According to data, the Federal Reserve Bank of St. Louis, this has caused a drop in savings of about half of the people’s income.

The amount of debt Americans have accrued has increased dramatically. According to data of the New York Federal Reserve, credit card balances rose by $61 billion to $986 billion in quarter 2022. This is a sharp turnaround from two years ago, when Americans were paying down their debt with stimulus checks. Auto loan balances increased by $94 billion.

There are indications that consumers are having more difficulty paying off their debt.

According to Bankrate, the percentage of credit card holder who have debts from month to month has risen to 46% from 39% last year. According to Cox Automotive’s report last months, auto loan delinquencies are steadily rising after their lows. The share of auto loans more than 60 days late is at its highest point since 2006.

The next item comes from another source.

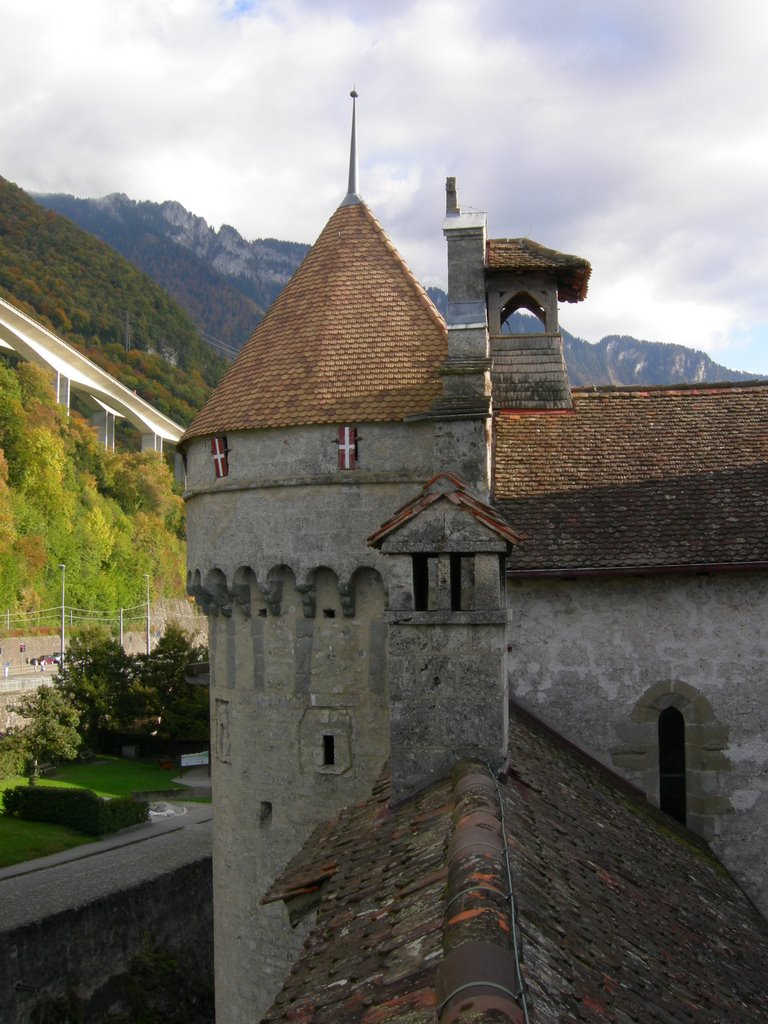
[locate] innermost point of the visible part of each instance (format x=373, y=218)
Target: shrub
x=12, y=757
x=80, y=809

Investors, economists, and corporate executives are all closely monitoring the Federal Reserve’s interest rate moves next week. Consumers would be more likely to have to borrow money to buy a house or a car or carry credit card balances. Another round of rate hikes will make it more expensive. Businesses will be under pressure to borrow money.

However, with inflation still high (up 6% in Feb from one year ago), some economists believe the Federal Reserve cannot afford to stop raising rates to curb spending.

Economists also pay attention to the job market. This is partly because consumers are continuing to spend.

The Labor Department reported that although job creation was slower in February, it was still strong than expected. 311,000 new jobs were created last week. The unemployment rate rose slightly to 3.6% from the previous year. This is relatively similar to its level over the past year. However, even a slight increase in unemployment could lead to millions of Americans cutting back on spending.

Daco, an economist said that the labor market is “the backbone of consumer spending activity.” “If the labor markets show signs of cooling, moderating or have weakened, it will directly affect household incomes and their ability and desire spend.